Pela segunda vez no espaço temporal de cinco anos a redução dos preços do petróleo nos mercados financeiros internacionais 'sugeriu' aos produtores membros da Organização dos Países Exportadores de Petróleo (a OPEP) a conclusão de que seria necessário baixar a quantidade disponível de "ouro negro" nesses mesmos mercados mundiais para garantir uma espécie de estabilização dos preços em questão.

Resultado: menos 1,2 milhões de barris de petróleo para o mundo, por assim dizer, consumir todos os dias.

Para além daqueles que também foram, entretanto, 'cortados' por países não-membros da OPEP (como a Rússia, por exemplo).

De qualquer modo, segundo dados disponibilizados pela agência norte-americana de Administração de Informação de Energia, a China tornou-se, em 2017, o maior importador mundial de petróleo com 8,4 milhões de barris diários 'ultrapassando' os Estados Unidos da América que, nesse ano, consumiram, todos os dias, 7,9 milhões de barris de petróleo.

Ou seja, apenas dois países importaram (ou melhor, consumiram), num ano, mais de 16 milhões de barris de petróleo diariamente.

Ora, se se pensar que a capacidade de um barril é de cerca de cento e cinquenta litros, 16 milhões de barris correspondem a 2400 milhões de litros de petróleo gastos a cada dia por estes dois países.

Mas há mais países...

Tais dados permitirão, assim, creio, ensaiar duas conclusões imediatas: a primeira é a de que quaisquer mudanças de hábitos de consumo e, enfim, de vida dos seres humanos, serão sempre extremamente difíceis de introduzir e a segunda é a de que esta introdução será sempre muito lenta.

Infelizmente.



***



Há precisamente vinte anos – em 24 de Março de 1999 –, aviões pertencentes à Organização do Tratado do Atlântico Norte (a OTAN, em língua portuguesa, e a NATO, em língua inglesa) começaram a bombardear a capital da Sérvia, Belgrado, argumentando com a situação então vivida pelo Kosovo. Em consequência, terão morrido duas mil e quinhentas pessoas.
 

23/03/2019

O Iluminismo

Não foi há muito tempo que aqui evoquei um 'episódio' a propósito da Enciclopédia (primeiramente publicada em 1751).

Ora, o filósofo francês Denis Diderot escreveu, precisamente na Enciclopédia, o seguinte:


" Nenhum homem recebeu da Natureza o direito de dirigir os outros. A liberdade é um presente do céu e cada indivíduo tem o direito de a utilizar como quiser tal como utiliza a razão. (...) A autoridade provém, geralmente, de duas fontes: da força e da violência dos que dela se apoderaram ou do consentimento daqueles que a ela se submeteram. (...) O poder que se baseia na violência não é mais do que uma usurpação e só durará enquanto durar a força do usurpador e a submissão dos dominados. Quando estes sacodem o jugo do tirano e o expulsam fazem uso de um direito legítimo (...). O poder que deriva do consentimento do povo pressupõe a existência de regras que o tornam legítimo (...). O príncipe recebe dos seus súbditos a autoridade que exerce sobre eles e esta autoridade é limitada pelas leis da Natureza e do Estado.".

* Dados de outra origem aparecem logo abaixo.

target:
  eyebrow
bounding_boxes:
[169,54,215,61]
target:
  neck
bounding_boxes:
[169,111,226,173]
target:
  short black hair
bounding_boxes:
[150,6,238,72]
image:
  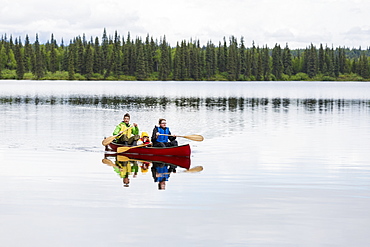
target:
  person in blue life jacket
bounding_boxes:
[152,118,178,147]
[113,113,140,146]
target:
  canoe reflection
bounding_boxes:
[102,154,203,190]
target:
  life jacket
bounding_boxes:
[120,122,132,138]
[140,138,150,144]
[157,127,170,142]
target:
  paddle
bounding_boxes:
[101,126,133,146]
[117,143,151,153]
[158,134,204,142]
[102,158,116,166]
[117,155,203,174]
[184,166,203,172]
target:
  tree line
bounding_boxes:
[0,29,370,81]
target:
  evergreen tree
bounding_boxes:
[50,36,58,73]
[85,42,94,80]
[159,36,171,81]
[93,37,103,74]
[136,41,147,81]
[68,41,75,80]
[283,44,293,76]
[24,35,35,72]
[34,34,44,80]
[14,39,24,80]
[227,36,240,81]
[272,44,283,80]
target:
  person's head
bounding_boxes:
[141,132,149,140]
[158,118,167,128]
[123,176,130,187]
[158,180,166,190]
[123,113,130,123]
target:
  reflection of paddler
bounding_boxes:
[113,160,132,187]
[140,162,150,174]
[151,162,170,190]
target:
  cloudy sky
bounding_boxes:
[0,0,370,48]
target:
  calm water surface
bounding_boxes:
[0,81,370,246]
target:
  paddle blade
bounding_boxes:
[185,166,203,172]
[117,155,130,162]
[117,143,151,153]
[101,136,117,146]
[181,135,204,142]
[102,158,114,166]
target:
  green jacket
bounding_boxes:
[113,122,139,138]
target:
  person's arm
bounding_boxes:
[168,129,176,142]
[131,126,139,136]
[113,125,121,136]
[151,127,158,142]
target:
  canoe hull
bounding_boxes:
[107,143,191,157]
[105,154,191,169]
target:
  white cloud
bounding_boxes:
[0,0,370,48]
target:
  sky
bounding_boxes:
[0,0,370,49]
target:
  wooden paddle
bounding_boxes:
[102,158,116,166]
[158,134,204,142]
[117,143,152,153]
[101,126,133,146]
[184,166,203,172]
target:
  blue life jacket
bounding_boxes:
[157,127,170,142]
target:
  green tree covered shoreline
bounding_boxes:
[0,29,370,81]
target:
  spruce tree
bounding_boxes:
[272,44,283,80]
[34,34,44,80]
[14,39,24,80]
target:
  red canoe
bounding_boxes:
[105,153,191,169]
[106,143,191,157]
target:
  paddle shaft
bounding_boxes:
[102,126,134,146]
[158,134,204,142]
[117,143,152,153]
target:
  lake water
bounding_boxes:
[0,81,370,247]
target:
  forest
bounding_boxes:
[0,29,370,81]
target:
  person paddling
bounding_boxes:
[152,118,178,147]
[113,113,140,146]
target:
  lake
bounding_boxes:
[0,81,370,247]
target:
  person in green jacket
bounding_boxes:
[113,113,140,146]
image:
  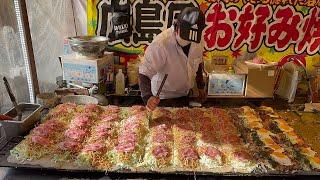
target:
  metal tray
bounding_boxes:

O rei Frederico II de pé e o filósofo Voltaire sentado... ("Frederico e Voltaire numa Sessão de Estudo em Sanssouci"; gravura de N. A. Monsiau e P. C. Baquoy).

22/03/2019

O Motim das Maçarocas

Porto, 1628.

Foi exactamente nesta cidade e nesta data que se verificou uma revolta contra um imposto criado pelo governo que então mandava em Portugal - o do espanhol Filipe III.

Uma revolta contra o imposto sobre a fiação do linho.

De facto, as mulheres que, no Porto, se 'dedicavam' a este ofício rebelaram-se não apenas contra este imposto mas, também, contra a pessoa que detinha a força legal para o cobrar - um tal de Francisco de Lucena: "sofreu um desaire quando foi encarregado de ir ao Porto para pôr em execução um novo imposto, pois este provocou tumultuosa arruaça das regateiras que, tendo-o encontrado, o obrigaram a fugir." (Fonte: "Dicionário de História de Portugal" com a direcção de Joel Serrão).




Post scriptum: Francisco de Lucena foi, mais tarde, julgado e condenado à morte acabando por ser degolado em Abril de 1643.